Der Sonntag Vormittag beginnt mit einem 25-minütigen aber wilden Auftritt von Big Boy, dem aufstrebenden Münchner aus Schweden. Erst ein paar Stunden später füllt sich der Platz vor der Main Stage wieder. Die langen Schlangen vor den Duschen und dann später vor der Autogrammstunde der 69Eyes lösen sich zum Abend hin auf. Die Auftritte von den Crüxshadows und den besagten Finnen gehören zu den diesjährigen Höhepunkten. Skinny Puppy hingegen können nicht ganz überzeugen.

Mit kleiner Verspätung schwingt sich am späteren Nachmittag Chris Corner mit IAMX auf die Bühne und liefert einen optischen wie musikalischen Genuss. Aber er treibt gleichzeitig Alexander Veljanov zur Haarrauferei. Deine Lakaien gastieren mit der Neuen Frankfurter Philharmonie auf der großen Bühne und alle, die Lieder wie Love Me To The End oder Dark Star kennen, müssen an dieser Stelle zugeben, wie eindrucksvoll eine klassische Untermalung dieser Songs sein könnte. Wohlgemerkt "könnte", denn der Sound ist in den hinteren Reihen hoffnungslos zu leise, bei IAMX im Hangar dafür aber genau richtig. In den eigentlichen Glanzpunkt des diesjährigen Festivals mischt sich deshalb etwas Bitternis, denn viele der tollen Songs und guten Ideen kommen dadurch nicht zur Entfaltung, dass sich der Hangar-Sound mit jenem zu leisen auf dem Gelände mischt. Ganz ohne Pannen lief das M’era Luna 2007 also nicht ab.
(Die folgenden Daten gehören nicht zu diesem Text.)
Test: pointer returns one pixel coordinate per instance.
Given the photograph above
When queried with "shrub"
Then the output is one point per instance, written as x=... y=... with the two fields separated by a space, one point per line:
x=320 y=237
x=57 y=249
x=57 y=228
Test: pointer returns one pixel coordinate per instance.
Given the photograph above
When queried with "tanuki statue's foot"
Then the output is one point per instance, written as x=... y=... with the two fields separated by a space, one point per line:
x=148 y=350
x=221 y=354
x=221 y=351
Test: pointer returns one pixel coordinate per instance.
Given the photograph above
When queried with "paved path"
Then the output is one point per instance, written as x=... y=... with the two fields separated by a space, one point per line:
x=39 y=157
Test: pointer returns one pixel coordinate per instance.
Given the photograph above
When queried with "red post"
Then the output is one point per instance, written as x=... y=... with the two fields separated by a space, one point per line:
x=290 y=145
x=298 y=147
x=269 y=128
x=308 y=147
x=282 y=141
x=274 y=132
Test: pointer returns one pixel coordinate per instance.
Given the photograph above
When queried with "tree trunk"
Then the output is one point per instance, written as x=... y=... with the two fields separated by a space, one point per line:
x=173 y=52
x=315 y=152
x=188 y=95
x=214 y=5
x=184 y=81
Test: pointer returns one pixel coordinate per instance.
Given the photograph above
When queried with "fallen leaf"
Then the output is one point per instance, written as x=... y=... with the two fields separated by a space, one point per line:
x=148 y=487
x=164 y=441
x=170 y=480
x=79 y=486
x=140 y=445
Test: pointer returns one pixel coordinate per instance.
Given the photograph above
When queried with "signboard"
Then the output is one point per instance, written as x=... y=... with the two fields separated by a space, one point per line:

Die größte Qualität eines Festivals dieser Größenordnung muss aber nicht zwangsläufig ein streng durchgehaltenes Programm und technische Perfektion sein. Vielmehr begleitete das diesjährige M’era Luna in Hildesheim-Drispenstedt eine überaus friedliche und angenehme Atmosphäre mit sonniger Stimmung. Das machte es zu einem überaus angenehmen Aufenthaltsort für alle.